In the two years before crude oil prices began falling in mid-2014, Nigerian banks lent an estimated $10bn to local oil and gas companies to buy assets from Royal Dutch Shell, Eni and Total as they retreated from the country’s onshore industry.

At the time these loans were celebrated as a milestone for Nigerian finance and a boost to bank portfolios aimed at supporting greater domestic participation in the industry.

Now that the price of Brent crude has fallen by nearly two-thirds to the mid-$40s, much of that lending has become a liability.

“The banks lent way too much,” said a foreign oil executive who observed the wave of acquisitions in 2012-2014. “The assumptions made by the local oil companies were inaccurate. The value of the assets is basically zero with the low oil price”, he said speaking on condition of anonymity. “The whole system is shaking.”

Five Nigerian banks — First Bank, which is Nigeria’s largest bank by assets, Diamond, FCMB, Ecobank and Skye — have issued profit warnings in the past three months.

Only two of them — FCMB and Ecobank — have issued 2015 results despite the Nigeria Stock Exchange’s requirement that they do so in the first quarter. Ecobank’s full-year post-tax profit was down 73 per cent to $107.5m.

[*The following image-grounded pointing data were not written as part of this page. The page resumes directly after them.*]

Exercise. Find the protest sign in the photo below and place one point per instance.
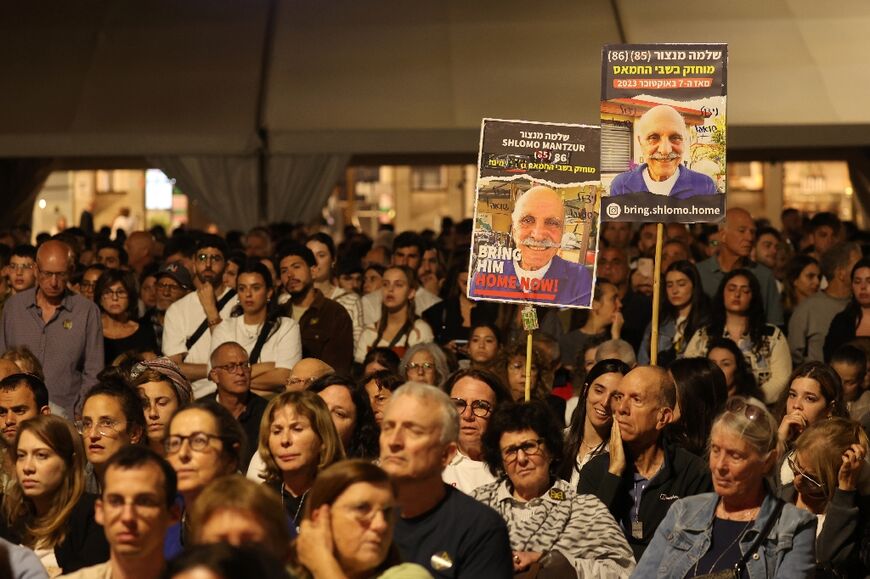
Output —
(663, 132)
(536, 220)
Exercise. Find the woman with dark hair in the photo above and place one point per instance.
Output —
(399, 328)
(352, 415)
(854, 321)
(828, 464)
(550, 525)
(272, 341)
(451, 319)
(323, 248)
(476, 394)
(814, 394)
(46, 508)
(739, 378)
(604, 318)
(738, 313)
(118, 298)
(484, 344)
(701, 396)
(379, 387)
(348, 526)
(685, 309)
(512, 370)
(803, 278)
(381, 359)
(204, 442)
(373, 278)
(589, 428)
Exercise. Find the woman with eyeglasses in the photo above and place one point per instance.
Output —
(550, 525)
(476, 394)
(424, 363)
(351, 414)
(399, 328)
(164, 389)
(741, 527)
(831, 481)
(588, 432)
(204, 442)
(348, 527)
(118, 298)
(112, 417)
(814, 394)
(46, 508)
(738, 313)
(298, 439)
(272, 341)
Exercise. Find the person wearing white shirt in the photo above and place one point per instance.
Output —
(255, 322)
(476, 393)
(184, 317)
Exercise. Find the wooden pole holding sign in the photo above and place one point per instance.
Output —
(657, 288)
(530, 324)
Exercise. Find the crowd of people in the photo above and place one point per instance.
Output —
(273, 403)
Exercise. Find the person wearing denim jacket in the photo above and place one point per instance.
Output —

“This is highly unusual going in to the second half of April not to have results from these banks. It’s a pretty big indicator”, said Ronak Gadhia, equity analyst at Exotix.

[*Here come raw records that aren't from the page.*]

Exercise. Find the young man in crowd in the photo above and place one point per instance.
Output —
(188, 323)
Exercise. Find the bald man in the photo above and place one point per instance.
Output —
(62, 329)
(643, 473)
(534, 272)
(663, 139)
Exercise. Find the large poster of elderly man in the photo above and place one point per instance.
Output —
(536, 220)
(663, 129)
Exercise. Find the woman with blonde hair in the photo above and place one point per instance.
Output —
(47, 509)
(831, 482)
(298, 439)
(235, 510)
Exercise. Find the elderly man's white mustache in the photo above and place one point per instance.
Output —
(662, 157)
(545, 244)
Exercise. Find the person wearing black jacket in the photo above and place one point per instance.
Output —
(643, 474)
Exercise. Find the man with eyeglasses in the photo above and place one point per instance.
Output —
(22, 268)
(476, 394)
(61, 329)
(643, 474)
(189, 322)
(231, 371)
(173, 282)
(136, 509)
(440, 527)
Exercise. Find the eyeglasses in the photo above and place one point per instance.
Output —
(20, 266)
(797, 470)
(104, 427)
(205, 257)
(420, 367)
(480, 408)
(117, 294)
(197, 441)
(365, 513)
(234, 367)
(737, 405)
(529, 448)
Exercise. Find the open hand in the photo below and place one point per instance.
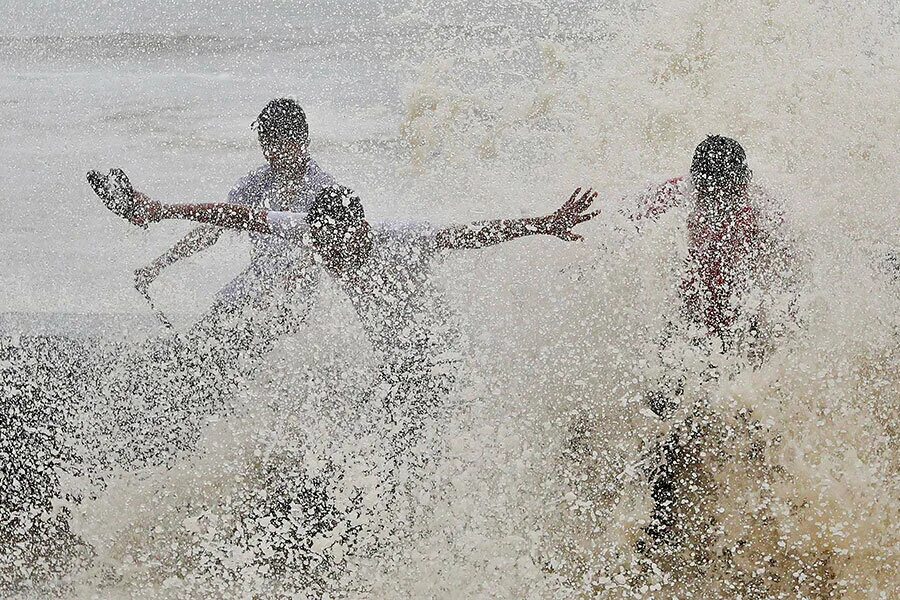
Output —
(570, 214)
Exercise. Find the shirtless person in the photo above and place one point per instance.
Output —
(738, 250)
(280, 278)
(383, 268)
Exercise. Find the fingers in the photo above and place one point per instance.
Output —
(572, 197)
(588, 216)
(569, 236)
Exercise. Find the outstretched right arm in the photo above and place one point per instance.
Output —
(197, 240)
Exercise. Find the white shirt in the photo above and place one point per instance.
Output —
(274, 262)
(403, 314)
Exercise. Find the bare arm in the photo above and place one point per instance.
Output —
(195, 241)
(228, 216)
(488, 233)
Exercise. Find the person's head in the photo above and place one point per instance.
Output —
(284, 136)
(719, 170)
(339, 230)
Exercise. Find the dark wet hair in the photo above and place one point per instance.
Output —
(720, 164)
(335, 205)
(282, 119)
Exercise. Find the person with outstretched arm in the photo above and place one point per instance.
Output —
(280, 280)
(384, 268)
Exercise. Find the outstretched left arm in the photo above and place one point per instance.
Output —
(488, 233)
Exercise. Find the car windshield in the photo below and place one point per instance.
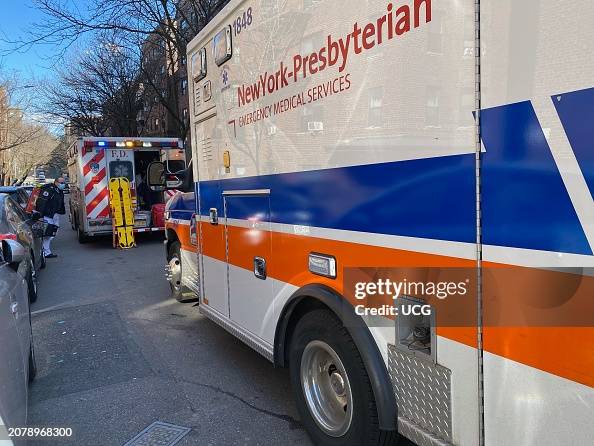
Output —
(3, 224)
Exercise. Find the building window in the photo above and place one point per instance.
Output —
(432, 107)
(435, 39)
(376, 116)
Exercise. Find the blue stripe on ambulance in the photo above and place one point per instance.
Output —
(576, 111)
(525, 203)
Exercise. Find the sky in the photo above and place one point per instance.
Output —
(16, 17)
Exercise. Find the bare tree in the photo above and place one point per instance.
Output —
(35, 152)
(97, 92)
(134, 22)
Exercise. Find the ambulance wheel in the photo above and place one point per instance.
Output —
(82, 238)
(174, 265)
(332, 389)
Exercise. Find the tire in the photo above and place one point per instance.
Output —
(32, 372)
(32, 281)
(335, 401)
(174, 263)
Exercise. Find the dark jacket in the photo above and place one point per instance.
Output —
(50, 201)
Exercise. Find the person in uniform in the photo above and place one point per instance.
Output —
(50, 204)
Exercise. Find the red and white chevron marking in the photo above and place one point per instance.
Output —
(169, 194)
(95, 184)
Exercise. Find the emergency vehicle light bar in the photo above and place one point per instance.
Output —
(130, 144)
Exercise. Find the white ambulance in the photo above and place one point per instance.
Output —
(92, 161)
(332, 135)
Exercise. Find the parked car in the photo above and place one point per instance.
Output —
(17, 354)
(25, 228)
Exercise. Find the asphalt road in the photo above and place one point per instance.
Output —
(115, 353)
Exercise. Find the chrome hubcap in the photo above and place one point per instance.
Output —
(175, 272)
(326, 388)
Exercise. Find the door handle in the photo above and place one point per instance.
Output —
(214, 216)
(260, 268)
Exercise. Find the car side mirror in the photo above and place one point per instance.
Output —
(12, 251)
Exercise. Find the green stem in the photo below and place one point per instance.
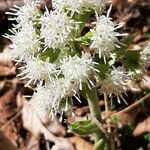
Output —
(95, 111)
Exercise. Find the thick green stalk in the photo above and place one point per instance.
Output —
(95, 111)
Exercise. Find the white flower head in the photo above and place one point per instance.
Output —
(78, 69)
(37, 70)
(26, 13)
(56, 29)
(79, 6)
(104, 37)
(115, 83)
(25, 42)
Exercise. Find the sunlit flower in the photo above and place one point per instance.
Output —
(26, 13)
(115, 83)
(25, 42)
(104, 37)
(37, 70)
(78, 69)
(56, 29)
(145, 56)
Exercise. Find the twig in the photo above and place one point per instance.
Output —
(106, 102)
(12, 119)
(134, 105)
(100, 126)
(5, 143)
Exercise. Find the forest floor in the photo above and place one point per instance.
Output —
(21, 126)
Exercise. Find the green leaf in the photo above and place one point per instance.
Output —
(131, 60)
(147, 137)
(84, 39)
(50, 55)
(125, 43)
(84, 127)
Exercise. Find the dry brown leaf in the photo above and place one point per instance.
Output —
(10, 132)
(80, 143)
(34, 124)
(32, 144)
(142, 127)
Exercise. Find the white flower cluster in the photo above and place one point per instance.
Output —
(51, 34)
(56, 29)
(25, 42)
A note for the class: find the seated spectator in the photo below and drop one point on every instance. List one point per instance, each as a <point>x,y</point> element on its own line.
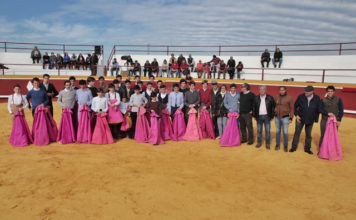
<point>35,55</point>
<point>175,69</point>
<point>222,69</point>
<point>66,60</point>
<point>147,69</point>
<point>200,69</point>
<point>45,60</point>
<point>231,67</point>
<point>239,68</point>
<point>164,68</point>
<point>73,61</point>
<point>52,61</point>
<point>191,63</point>
<point>137,68</point>
<point>81,61</point>
<point>277,58</point>
<point>114,67</point>
<point>155,67</point>
<point>265,57</point>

“They are kicking the can down the road and hoping the oil price will recover” by restructuring the loans, he added.

Most of the country’s 22 licensed commercial banks are exposed to the industry through large syndicated loans, many of which were not hedged, and some of which were poorly collateralised, according to analysts.

In a sign of the times, one of Nigeria’s leading energy firms, Oando, announced in its results statement last month that circumstances “lend significant doubt as to the ability of the corporation to meet its obligations as they come due”. The company bought an oilfield from ConocoPhilips for $1.65bn in July 2014.

Upstream oil and gas and services make up an average of around 28 per cent of the banking sector’s loan books. But Robert Omotunde, analyst at Afrinvest, a Lagos-based investment bank, says at least two banks have made more than 30 per cent of their loans to upstream energy companies — notably First Bank, where oil and gas debt makes up 47 per cent of the total loan book.

In addition to the upstream energy groups, local companies that borrowed in dollars to acquire power plants sold in a government privatisation programme are also struggling to keep up with payments.

There has been “significant restructuring” of energy-related loans since the price of oil began falling, said Adesoji Solanke, head of research for Nigeria at Renaissance Capital.

But for the restructuring, Mr Solanke estimates that the sector’s non-performing loan ratio would be at least 15 per cent. As is, the central bank says the ratio stands at 4.65 per cent.

During the 2009 Nigerian banking crisis, more than 30 per cent of loans were classified as non-performing and the Central Bank of Nigeria was obliged to step in with rescue packages and reforms.

The index of Nigerian bank stocks has fallen by 50 per cent in the past 12 months, far further than the broader market decline of 25 per cent.

“The magnitude of losses have been translated directly into how sentiment has been priced into their stocks,” said Mr Omotunde of Afrinvest.

Diamond bank said last month in its profit warning that deteriorating macroeconomic conditions in the country led it to make “higher than expected impairment charges on loans made to the energy and commercial business sectors.”

“With the reduction of oil prices we have had to extend the tenors of the facilities to reschedule cash flows,” Diamond Bank chief executive Udoma Dozie said in an interview. “We have done it once since the crash, and we were concerned that we might have to look at it again when oil was skirting at $30 [per] barrel.”

Even at today’s prices, most of the energy companies concerned are not profitable.

“The banks are well within their rights to restructure their problem loans”, said a former member of the Central Bank of Nigeria’s monetary policy committee. “Except that some of these borrowers should never have gotten loans in the first place.”